「ラン」森絵都。

ラン

ラン

直木賞受賞後第一作。待ってました。
さて、森絵都さんは児童文学出身の人。YA向けの「生きるって素晴らしい」をテーマにした作品は過去にたくさんあった。今回は大人向けの森さんらしさがすっきりと出ている作品。予定調和ですが、清々しい結末を期待どおり得られたよい作品でした。未読の方はまず読むことをオススメします。

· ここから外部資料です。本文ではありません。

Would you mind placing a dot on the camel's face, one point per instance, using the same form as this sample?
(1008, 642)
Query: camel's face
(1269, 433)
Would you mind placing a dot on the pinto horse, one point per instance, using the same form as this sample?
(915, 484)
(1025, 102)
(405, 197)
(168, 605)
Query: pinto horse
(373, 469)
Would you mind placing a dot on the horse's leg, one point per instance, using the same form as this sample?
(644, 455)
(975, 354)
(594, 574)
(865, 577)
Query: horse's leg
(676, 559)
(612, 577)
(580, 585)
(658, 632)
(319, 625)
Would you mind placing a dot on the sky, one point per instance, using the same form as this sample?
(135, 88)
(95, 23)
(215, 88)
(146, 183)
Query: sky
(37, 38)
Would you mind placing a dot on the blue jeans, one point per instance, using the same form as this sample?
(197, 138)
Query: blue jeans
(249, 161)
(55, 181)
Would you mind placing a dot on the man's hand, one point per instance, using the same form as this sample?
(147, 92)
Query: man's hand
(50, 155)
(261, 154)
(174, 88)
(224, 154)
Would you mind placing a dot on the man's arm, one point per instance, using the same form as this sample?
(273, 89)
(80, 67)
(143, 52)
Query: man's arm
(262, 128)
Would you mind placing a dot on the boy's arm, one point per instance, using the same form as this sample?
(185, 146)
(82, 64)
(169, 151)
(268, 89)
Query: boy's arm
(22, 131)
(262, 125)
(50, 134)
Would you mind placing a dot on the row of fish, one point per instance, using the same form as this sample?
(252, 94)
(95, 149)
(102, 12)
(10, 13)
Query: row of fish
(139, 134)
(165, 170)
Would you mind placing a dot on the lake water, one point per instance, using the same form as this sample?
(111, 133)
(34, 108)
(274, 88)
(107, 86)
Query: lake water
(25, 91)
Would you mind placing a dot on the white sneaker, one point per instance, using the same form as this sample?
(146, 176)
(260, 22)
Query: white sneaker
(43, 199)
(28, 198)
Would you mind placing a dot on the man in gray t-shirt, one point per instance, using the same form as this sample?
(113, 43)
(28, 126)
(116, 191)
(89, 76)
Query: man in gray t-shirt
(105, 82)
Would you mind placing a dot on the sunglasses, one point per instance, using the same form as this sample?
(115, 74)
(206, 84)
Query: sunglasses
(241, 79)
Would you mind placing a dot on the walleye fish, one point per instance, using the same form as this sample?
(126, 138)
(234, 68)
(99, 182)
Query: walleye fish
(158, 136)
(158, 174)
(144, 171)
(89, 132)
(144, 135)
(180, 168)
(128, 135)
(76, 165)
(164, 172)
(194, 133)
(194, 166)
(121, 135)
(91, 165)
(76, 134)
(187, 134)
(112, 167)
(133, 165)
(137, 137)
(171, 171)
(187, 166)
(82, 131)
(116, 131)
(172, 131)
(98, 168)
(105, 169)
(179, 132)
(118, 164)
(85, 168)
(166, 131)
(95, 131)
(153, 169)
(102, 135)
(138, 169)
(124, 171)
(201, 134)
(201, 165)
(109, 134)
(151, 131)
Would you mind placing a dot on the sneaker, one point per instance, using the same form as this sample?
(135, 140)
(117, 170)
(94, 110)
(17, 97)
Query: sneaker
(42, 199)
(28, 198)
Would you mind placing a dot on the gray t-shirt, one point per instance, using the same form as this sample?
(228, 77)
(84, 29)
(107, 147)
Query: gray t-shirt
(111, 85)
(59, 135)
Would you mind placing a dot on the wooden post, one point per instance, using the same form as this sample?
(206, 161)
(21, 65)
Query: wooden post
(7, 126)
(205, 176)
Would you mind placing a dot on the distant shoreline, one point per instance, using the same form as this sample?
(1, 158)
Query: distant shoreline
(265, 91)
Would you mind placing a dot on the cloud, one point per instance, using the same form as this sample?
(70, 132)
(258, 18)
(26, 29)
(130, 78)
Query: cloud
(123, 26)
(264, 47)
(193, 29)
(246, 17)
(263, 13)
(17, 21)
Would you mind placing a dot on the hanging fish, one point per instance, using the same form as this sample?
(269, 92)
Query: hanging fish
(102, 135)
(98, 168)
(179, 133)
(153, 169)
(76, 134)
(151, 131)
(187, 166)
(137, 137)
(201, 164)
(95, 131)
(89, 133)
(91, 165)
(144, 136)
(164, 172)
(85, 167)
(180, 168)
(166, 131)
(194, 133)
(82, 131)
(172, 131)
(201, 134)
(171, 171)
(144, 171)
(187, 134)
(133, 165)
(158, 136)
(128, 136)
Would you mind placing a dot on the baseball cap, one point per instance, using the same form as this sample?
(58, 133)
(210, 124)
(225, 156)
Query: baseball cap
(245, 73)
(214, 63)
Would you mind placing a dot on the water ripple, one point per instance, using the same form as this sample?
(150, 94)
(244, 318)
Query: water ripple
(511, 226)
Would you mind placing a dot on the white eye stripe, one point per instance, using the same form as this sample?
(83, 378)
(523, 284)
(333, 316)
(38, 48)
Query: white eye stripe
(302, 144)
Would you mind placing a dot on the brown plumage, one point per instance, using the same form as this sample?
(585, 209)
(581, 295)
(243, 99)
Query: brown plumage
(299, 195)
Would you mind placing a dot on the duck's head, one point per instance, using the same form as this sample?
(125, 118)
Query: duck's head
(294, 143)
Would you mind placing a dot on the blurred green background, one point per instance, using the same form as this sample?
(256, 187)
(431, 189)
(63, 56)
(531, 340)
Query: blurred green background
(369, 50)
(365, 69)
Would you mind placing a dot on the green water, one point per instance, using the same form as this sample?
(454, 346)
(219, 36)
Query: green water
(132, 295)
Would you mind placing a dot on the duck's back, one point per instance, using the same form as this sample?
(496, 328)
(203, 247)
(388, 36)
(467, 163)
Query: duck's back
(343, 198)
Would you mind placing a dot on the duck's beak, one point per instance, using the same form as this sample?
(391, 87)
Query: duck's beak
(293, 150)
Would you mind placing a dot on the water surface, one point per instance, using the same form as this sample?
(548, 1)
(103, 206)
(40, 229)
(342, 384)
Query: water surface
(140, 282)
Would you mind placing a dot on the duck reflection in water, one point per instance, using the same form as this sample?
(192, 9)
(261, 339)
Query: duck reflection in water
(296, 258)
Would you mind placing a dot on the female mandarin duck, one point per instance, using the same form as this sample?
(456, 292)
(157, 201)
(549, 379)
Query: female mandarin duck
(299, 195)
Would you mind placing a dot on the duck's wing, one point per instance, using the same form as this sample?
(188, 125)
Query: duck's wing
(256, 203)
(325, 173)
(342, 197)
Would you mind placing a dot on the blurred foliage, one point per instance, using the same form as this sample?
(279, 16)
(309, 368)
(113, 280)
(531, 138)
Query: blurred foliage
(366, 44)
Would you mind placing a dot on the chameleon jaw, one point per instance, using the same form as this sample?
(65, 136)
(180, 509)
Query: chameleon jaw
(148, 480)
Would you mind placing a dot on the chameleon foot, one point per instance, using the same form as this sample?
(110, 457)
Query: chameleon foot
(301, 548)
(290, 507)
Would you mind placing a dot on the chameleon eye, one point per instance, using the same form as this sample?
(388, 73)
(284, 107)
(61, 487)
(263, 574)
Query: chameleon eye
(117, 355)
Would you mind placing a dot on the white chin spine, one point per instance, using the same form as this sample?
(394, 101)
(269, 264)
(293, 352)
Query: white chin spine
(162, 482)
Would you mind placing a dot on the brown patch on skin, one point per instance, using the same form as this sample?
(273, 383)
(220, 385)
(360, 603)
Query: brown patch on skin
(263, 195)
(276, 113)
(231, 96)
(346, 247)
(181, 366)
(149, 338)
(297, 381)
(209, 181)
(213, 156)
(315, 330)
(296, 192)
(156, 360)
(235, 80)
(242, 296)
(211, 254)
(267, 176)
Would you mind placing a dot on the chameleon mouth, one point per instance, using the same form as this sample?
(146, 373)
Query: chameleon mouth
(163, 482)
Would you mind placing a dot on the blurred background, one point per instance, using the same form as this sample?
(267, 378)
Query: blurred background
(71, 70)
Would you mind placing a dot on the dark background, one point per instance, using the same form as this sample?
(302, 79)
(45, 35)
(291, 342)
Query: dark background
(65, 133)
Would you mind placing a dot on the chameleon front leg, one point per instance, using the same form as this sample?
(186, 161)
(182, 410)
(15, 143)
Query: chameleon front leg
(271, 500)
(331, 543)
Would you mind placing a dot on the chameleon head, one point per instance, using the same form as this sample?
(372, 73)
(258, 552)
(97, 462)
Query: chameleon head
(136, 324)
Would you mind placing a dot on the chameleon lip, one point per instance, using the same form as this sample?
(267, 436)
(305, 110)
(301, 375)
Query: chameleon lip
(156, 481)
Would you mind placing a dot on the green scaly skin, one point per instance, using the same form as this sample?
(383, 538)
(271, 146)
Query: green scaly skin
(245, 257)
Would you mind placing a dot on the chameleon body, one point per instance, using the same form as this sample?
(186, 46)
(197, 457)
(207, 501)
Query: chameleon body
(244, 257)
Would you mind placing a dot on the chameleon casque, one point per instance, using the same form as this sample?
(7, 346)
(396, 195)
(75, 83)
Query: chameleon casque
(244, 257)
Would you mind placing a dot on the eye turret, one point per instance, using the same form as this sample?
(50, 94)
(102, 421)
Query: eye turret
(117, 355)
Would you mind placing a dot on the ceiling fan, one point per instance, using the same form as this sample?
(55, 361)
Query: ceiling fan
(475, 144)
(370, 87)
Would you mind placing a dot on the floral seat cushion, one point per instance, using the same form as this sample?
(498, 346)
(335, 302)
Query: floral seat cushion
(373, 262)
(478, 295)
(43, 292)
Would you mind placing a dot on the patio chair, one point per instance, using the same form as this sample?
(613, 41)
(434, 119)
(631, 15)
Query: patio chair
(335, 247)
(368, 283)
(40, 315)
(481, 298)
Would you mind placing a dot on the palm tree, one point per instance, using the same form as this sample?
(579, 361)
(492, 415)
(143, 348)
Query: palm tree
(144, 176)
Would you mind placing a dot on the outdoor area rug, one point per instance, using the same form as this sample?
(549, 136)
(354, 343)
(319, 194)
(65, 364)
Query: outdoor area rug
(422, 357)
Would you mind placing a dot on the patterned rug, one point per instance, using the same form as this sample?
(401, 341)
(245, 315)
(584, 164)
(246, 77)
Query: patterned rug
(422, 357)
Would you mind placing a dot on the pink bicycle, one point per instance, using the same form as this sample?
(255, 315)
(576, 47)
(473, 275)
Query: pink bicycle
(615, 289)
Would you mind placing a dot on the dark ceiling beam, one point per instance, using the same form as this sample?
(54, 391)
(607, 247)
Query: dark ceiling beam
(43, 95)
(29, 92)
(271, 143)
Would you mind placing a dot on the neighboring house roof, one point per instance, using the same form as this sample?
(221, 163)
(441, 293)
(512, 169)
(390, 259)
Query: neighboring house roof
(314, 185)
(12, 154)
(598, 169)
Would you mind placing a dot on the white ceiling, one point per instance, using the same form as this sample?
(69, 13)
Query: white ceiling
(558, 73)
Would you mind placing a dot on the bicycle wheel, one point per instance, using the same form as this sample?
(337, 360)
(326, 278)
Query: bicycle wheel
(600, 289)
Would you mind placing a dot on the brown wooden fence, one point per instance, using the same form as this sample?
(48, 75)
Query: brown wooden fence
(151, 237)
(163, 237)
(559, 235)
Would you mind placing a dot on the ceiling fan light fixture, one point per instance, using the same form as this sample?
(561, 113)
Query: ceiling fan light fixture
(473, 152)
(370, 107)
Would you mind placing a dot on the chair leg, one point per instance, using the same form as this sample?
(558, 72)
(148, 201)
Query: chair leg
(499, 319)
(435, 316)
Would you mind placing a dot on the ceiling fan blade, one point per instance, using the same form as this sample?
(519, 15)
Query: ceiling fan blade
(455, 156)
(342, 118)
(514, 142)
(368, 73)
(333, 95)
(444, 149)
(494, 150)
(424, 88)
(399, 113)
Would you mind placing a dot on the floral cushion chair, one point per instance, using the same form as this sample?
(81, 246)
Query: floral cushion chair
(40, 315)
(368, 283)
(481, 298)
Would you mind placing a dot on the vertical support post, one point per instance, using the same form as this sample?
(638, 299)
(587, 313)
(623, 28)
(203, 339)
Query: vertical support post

主人公は22歳夏目環。13歳で父母と弟を事故で失い、20歳で叔母が病死、天涯孤独になり生きる意欲をなくしている。大学も辞めてアルバイトを転々、今はスーパーマーケットの穴倉のような部屋で一人きりでパソコンを使う仕事をしている。
心の拠り所は、自転車屋さん。やはり家族を亡くした経営者の紺野さんと友達になるが、彼もやがて故郷へと去ることに。別れ際に息子さんの形見だった自転車「モナミ1号」をプレゼントされる。
この自転車が……。


あまりストーリーを書きすぎるとネタバレになるので程ほどに。この後とある事情のため環は自分の足で走り始めることになるのです。
前半の環は死者に引っ張られてばかり、常に後ろ向きで危ういのですが、後半から徐々に、やがて爆発的に強い人間へと成長していきます。
「走る」小説は一時期流行りました。読む前は「またか」という気持ちもありましたが、読後感はスッキリさがあって、やはり「走る」行為というのは爽快さを持つものなのですね。特にこの作品は、走る人が皆ど素人なので、全く経験がない私のような人間でもついつい「私もできるんじゃないの?」と思えてくるところがすごいですね。
脇役たちが多種多様で、これがまた面白かったです。年齢や境遇がバラバラなのは、どんな読み手でも共感できる人物を見つけられるよう配慮したのでしょうか。私の場合はもちろん真知栄子(笑)。ここまで毒吐く人は普通いないとは思いますが、内心は誰も同じでしょう。
それとやっぱりまたまた、何事も「きっかけ」は大事!これにつきます。